Nicolas De Decker
« Notre séculaire démocratie, bâtie par des décennies de luttes ne va apparemment pas pouvoir résister à une bagarre de plage » (chronique)
Chaque semaine, Nicolas de Decker partage son commentaire. Cette semaine, il se plonge sur les défenseurs de l’Etat de droit suite à la polémique des bagarres de Blanckenberg et des affrontements avec la police.
« Ces violences sont inadmissibles dans un Etat de droit ! » ils disent.
On n’avait paraît-il jamais vu nos institutions démocratiques aussi menacées.
Notre séculaire démocratie, bâtie par des décennies de luttes, parfois sanglantes, pour les libertés civiles et politiques, était sortie renforcée de deux guerres mondiales. Mais elle ne va apparemment pas pouvoir résister à une bagarre de plage, foulée aux pieds comme elle le fut par des fantassins en clapettes, sapée par des sapeurs en short de bain, explosée par des artificiers chargés de parasols balistiques et des grenadiers les paumes pleines de sable à fragmentation. Une poignée de policiers ont été blessés par quelques agressifs crétins, ivres de leur idiotie, dans une station balnéaire flamande, la Belgique va s’effondrer, et « ces violences sont inadmissibles dans un Etat de droit ! » hurlent ceux qui veulent planter dans le sable friable des moites polémiques estivales le drapeau de leur petite propagande, et dont la préservation de l’Etat de droit semble redevenir tout à coup le principe de leur très patriote colère.
Comme si ceux qui proclamaient gravement en danger l’Etat de droit n’u0026#xE9;taient pas ceux qui le menau0026#xE7;aient le plus.

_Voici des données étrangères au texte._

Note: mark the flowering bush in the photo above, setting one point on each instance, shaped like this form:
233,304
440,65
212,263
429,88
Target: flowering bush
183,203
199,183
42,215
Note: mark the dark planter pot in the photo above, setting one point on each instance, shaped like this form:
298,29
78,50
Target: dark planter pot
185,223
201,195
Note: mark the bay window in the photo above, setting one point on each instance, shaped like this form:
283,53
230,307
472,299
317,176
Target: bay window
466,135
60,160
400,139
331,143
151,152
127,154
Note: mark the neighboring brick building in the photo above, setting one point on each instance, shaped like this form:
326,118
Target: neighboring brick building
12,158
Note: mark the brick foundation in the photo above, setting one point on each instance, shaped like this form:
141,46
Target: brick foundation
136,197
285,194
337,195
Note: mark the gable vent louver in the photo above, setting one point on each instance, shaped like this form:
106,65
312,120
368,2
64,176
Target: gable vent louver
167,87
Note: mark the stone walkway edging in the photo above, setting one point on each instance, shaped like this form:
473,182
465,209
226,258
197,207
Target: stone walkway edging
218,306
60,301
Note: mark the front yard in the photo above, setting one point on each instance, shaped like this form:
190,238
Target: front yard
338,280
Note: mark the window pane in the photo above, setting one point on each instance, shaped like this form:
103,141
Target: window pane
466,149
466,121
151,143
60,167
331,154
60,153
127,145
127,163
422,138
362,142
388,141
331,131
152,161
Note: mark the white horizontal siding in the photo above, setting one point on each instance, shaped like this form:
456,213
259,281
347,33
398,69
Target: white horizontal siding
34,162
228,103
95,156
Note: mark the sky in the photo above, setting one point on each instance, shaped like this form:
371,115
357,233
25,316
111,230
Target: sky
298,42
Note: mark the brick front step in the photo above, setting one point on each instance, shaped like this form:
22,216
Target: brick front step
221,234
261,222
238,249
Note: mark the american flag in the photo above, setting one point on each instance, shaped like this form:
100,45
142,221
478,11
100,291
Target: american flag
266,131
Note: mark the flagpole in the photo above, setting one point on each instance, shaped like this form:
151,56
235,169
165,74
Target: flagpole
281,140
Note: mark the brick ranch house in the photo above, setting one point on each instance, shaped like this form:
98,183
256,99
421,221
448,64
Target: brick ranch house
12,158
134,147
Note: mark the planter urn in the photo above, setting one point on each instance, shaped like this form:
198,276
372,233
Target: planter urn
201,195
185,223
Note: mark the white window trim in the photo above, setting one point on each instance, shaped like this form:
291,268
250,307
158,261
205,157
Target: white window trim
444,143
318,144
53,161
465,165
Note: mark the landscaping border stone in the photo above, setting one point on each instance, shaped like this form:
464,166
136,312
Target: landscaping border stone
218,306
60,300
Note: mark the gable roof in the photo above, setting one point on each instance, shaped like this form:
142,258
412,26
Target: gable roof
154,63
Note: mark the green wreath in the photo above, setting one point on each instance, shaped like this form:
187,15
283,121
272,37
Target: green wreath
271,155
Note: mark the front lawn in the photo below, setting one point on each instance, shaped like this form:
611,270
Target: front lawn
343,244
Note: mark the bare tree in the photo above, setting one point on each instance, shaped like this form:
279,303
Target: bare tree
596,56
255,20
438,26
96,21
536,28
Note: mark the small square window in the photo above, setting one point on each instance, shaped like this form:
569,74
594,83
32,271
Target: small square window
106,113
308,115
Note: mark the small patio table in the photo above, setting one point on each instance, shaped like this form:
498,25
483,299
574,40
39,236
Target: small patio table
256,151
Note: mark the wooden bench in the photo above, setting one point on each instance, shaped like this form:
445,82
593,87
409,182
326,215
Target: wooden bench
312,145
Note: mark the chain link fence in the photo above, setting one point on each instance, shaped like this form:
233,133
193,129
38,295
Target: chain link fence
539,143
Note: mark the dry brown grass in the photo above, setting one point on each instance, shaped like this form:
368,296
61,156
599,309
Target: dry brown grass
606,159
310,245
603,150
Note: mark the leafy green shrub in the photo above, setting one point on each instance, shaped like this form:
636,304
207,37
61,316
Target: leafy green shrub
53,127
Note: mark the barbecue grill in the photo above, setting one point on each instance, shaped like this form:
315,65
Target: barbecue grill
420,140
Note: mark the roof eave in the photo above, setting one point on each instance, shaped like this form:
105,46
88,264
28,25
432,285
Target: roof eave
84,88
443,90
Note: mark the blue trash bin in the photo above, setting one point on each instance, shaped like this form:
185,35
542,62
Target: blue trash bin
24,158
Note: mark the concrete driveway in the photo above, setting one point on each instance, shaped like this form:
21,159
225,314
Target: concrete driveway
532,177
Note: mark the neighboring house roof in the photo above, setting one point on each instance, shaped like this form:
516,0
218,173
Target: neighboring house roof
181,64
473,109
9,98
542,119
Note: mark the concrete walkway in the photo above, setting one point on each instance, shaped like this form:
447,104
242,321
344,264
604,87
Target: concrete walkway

« Ces violences sont inadmissibles dans un Etat de droit ! » crient ceux qu’effraie cette violence présentée comme inconnue des philosophes, des historiens et des urgentistes du pays de Charlier Jambe de Bois, d’André Moyen, de Roberto D’Orazio, des yeux pochés de fin de cavalcade de Fleurus et des lèvres fendues de bout de carnaval de la Ville-Haute.
Certains hooligans avaient en effet la peau sombre, ils venaient apparemment de Bruxelles, et, bon, leur air bête et méchant avait été filmé et il y avait eu des policiers blessés.
C’est suffisant pour proclamer l’Etat de droit en danger et exiger le réarmement de toutes les milices.
Ces violences sont d’autant plus inadmissibles dans un Etat de droit que quelques jours plus tard, dans une commune bruxelloise, quelques emmerdeurs à la peau pas trop claire ont empêché des policiers de travailler. Ils leur avaient tapé dessus, leur air bête et méchant avait été filmé et il y avait eu des policiers presque blessés.
Et ces violences sont devenues si inadmissibles dans un Etat de droit que donner à un syndicat policier les moyens qu’il réclame pour éradiquer toute cette racaille est devenu l’unique solution pour le préserver.
Comme si taper sur des policiers n’était inadmissible que dans un Etat de droit.
Comme si ces violences étaient admissibles par un Etat de non-droit.
Comme si dans une dictature taper contre des policiers n’était pas inadmissible.
Comme si la différence entre un Etat de droit et une dictature, c’était la façon dont les voyous se comportaient avec les policiers et pas la façon dont les policiers se comportaient avec les voyous.
Comme s’il fallait que les policiers garants de la sécurité dans un Etat de droit se comportent avec des voyous comme les policiers garants de la sécurité dans un Etat de non-droit pour que les voyous cessent d’être des voyous et pour que l’Etat de droit continue d’être un Etat de droit.
Comme si la racaille s’éradiquait en Belgique comme on l’éradique au Bélarus.
Comme si, au fond, l’Etat de droit ne ferait pas mieux d’en finir avec ces histoires d’Etat de droit.
Et comme si ceux qui le proclamaient gravement en danger n’étaient pas ceux qui le menaçaient le plus.